Reputation: 1495
I want to remove occurrence V, I or VI only when it is inside a bracket such as below:
Input:
VINE(PCI); BLUE(PI)
BLACK(CVI)
CINE(PCVI)
Output desired:
VINE(PC); BLUE(P)
BLACK(C)
CINE(PC)
When I use df['col'].str.replace('[PC]+([VI]+)', "")
it replaces everything inside the brackets. and when I use just df['col'].str.replace('[VI]+', "")
it ofcourse doesn't work as it then removes all other occurrences of V and I.
Inside the bracket there will only be these 4 letters in any combination of either (or both) PC and either (or both) VI.
What am I doing wrong here pls?
Thanks
Upvotes: 1
Views: 88
Reputation: 1398
Another solution using only pandas :
import pandas as pd
S = pd.Series(["VINE(PCI)", "BLUE(PI)", "BLACK(CVI)", 'CINE(PCVI)'])

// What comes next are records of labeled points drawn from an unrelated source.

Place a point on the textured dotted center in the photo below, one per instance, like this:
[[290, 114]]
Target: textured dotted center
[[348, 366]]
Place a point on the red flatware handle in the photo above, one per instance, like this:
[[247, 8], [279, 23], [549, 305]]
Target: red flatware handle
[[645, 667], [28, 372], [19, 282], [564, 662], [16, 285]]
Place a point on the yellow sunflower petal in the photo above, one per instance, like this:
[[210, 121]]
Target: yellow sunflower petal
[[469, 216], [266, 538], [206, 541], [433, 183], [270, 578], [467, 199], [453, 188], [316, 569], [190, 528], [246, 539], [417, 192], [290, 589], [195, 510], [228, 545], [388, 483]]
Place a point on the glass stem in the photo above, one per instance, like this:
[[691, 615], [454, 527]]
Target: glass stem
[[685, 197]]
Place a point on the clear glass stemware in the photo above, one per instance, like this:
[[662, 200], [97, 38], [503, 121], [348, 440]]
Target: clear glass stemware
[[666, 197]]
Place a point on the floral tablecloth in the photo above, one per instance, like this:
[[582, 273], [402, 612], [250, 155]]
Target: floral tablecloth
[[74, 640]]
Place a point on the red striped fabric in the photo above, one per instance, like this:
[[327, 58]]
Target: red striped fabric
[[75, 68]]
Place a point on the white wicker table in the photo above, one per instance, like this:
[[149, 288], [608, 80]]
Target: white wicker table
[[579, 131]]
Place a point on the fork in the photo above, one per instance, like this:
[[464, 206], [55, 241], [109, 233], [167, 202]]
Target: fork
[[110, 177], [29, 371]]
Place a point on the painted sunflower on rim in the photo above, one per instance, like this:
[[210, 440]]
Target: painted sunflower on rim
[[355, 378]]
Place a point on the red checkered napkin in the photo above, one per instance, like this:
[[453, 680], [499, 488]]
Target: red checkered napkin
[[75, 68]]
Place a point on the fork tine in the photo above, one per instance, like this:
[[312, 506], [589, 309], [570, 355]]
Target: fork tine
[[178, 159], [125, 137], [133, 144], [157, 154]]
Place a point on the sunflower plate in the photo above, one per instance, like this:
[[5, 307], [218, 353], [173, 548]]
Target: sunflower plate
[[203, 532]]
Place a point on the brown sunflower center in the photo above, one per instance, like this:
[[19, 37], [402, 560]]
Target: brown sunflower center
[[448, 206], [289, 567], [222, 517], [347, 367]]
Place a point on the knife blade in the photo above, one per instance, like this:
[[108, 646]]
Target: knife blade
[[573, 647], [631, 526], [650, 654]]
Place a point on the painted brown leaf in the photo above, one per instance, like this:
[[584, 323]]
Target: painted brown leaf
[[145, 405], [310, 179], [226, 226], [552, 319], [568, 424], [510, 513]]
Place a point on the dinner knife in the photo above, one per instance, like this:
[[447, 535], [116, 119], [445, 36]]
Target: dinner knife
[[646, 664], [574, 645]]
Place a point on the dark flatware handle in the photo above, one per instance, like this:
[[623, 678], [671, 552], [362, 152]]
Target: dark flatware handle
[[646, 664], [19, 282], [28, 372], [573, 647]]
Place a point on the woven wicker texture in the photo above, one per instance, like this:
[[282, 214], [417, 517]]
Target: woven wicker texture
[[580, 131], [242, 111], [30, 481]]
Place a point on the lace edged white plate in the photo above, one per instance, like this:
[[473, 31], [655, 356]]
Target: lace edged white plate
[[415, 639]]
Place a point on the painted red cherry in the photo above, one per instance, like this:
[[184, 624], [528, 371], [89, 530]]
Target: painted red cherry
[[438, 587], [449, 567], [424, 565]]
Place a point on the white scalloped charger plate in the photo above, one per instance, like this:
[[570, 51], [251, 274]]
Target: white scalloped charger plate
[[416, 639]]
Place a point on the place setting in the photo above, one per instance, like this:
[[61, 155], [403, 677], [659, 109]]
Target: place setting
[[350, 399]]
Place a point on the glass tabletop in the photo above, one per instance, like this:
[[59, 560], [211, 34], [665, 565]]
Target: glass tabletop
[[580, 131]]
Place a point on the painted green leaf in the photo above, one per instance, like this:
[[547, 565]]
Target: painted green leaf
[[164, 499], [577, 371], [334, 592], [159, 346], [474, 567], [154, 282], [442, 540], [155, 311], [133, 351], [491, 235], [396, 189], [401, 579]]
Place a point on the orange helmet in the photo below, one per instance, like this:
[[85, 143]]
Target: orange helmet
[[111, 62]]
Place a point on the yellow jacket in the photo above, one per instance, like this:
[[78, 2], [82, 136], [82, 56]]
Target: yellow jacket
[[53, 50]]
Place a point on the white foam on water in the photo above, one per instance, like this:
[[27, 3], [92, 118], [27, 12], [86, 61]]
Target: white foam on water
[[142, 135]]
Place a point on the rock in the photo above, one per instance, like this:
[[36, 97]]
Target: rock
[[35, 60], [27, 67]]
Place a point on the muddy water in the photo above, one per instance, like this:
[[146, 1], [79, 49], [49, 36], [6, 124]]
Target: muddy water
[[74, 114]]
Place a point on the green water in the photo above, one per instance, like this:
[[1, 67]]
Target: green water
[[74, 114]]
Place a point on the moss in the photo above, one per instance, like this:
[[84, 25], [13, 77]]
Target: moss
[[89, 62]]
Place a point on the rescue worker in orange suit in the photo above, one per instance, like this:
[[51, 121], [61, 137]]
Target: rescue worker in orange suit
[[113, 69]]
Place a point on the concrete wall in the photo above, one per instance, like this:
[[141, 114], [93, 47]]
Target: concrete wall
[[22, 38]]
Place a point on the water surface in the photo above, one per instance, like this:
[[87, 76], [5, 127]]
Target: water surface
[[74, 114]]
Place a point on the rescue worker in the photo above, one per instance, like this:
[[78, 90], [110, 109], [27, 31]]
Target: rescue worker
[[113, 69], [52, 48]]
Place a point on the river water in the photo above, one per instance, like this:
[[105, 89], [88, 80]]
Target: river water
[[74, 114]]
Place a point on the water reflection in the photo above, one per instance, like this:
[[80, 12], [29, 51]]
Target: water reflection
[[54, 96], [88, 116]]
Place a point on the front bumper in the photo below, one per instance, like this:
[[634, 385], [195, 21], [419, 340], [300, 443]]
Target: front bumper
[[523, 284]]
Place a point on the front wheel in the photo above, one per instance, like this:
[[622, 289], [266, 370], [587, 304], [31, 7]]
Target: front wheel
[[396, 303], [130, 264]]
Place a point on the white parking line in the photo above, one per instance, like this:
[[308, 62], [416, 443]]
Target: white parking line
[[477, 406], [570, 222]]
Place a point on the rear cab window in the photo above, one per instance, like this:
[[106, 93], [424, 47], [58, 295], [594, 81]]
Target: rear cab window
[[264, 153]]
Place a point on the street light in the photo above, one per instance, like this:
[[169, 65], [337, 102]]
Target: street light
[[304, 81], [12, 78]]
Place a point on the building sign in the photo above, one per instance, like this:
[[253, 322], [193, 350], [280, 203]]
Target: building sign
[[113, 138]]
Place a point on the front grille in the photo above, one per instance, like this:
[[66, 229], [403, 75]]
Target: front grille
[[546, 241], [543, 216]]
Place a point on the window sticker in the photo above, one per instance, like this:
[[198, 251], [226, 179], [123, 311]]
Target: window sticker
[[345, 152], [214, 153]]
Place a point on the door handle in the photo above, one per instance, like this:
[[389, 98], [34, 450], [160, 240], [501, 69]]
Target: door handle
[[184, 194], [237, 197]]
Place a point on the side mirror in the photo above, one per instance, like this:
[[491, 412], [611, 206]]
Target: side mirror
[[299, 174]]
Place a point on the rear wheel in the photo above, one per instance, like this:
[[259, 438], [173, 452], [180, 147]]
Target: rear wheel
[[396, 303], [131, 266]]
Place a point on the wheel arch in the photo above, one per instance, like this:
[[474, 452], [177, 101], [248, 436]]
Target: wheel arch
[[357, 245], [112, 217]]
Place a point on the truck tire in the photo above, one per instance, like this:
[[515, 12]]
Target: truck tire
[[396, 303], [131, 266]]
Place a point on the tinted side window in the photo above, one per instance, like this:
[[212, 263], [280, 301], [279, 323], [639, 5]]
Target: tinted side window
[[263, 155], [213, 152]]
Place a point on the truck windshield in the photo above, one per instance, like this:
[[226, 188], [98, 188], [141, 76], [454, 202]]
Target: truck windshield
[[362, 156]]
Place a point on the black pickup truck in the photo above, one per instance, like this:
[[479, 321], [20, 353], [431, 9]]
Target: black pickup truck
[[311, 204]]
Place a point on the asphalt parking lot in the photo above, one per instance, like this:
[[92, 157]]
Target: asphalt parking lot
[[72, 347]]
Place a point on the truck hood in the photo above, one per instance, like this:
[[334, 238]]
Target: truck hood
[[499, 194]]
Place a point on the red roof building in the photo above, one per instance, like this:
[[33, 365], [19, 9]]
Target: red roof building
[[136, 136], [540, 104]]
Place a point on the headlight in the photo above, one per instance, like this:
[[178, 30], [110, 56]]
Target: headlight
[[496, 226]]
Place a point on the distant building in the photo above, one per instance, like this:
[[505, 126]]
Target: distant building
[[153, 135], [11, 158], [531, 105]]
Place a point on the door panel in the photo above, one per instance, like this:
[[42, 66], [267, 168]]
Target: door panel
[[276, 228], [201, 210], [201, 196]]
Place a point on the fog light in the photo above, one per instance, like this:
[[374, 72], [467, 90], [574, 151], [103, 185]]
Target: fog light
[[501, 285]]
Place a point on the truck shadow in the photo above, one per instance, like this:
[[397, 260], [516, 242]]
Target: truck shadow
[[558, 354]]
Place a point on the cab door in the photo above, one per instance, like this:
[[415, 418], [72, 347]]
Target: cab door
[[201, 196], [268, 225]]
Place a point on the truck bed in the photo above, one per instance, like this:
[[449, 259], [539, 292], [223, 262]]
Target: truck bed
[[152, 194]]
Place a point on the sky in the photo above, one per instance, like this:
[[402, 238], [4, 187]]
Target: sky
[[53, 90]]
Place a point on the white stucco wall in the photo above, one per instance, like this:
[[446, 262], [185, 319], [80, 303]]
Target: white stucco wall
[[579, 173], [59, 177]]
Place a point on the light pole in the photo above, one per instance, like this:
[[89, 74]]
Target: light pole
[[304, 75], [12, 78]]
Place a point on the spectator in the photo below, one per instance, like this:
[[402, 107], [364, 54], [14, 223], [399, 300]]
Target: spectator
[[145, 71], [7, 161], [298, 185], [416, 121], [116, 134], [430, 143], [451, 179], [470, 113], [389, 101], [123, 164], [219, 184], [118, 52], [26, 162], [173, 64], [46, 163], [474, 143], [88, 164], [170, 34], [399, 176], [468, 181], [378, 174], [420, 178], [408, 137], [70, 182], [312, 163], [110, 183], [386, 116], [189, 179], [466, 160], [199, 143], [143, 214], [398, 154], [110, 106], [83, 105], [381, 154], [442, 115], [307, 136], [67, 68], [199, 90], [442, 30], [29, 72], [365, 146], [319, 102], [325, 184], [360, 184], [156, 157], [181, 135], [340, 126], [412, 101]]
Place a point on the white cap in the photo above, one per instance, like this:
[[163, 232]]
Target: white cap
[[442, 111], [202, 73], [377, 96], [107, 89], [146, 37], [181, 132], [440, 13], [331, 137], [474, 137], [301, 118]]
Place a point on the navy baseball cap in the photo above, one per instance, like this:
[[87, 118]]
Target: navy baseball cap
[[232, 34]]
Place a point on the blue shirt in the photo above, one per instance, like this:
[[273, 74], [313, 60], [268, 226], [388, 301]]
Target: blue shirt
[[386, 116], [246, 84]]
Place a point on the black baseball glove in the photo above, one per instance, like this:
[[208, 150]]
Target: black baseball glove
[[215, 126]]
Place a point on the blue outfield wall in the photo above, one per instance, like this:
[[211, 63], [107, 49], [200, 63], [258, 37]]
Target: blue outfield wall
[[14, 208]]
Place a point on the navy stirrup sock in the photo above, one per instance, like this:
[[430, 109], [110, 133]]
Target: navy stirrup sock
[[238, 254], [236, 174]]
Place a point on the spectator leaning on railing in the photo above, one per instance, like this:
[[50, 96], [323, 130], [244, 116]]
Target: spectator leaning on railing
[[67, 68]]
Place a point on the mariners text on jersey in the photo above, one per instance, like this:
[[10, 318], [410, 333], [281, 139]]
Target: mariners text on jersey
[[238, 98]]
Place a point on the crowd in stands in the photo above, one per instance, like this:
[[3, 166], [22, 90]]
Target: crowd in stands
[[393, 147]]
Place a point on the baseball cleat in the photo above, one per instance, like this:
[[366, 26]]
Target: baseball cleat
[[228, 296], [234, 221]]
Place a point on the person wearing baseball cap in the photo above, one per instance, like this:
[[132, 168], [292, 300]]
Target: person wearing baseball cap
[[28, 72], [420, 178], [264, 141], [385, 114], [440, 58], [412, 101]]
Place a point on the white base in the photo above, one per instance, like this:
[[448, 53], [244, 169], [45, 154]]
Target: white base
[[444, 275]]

S.str.split('[\(\)]').apply(lambda x : x[0] + "(" + x[1].replace("I", "").replace("V", "") + ")" + x[2])
0 VINE(PC)
1 BLUE(P)
2 BLACK(C)
3 CINE(PC)
dtype: object
Upvotes: 0
Reputation: 402483
Use str.replace
with a capture group and callback:
import re
df['col'] = df['col'].str.replace(
r'\((.*?)\)', lambda x: re.sub('[VI]', '', f'({x.group(1)})'))
Or,
df['col'] = df['col'].str.replace(r'\((P|PC|C)[VI]+\)',r'(\1)') # Credit, OP
print(df)
col
0 VINE(PC); BLUE(P)
1 BLACK(C)
2 CINE(PC)
Upvotes: 1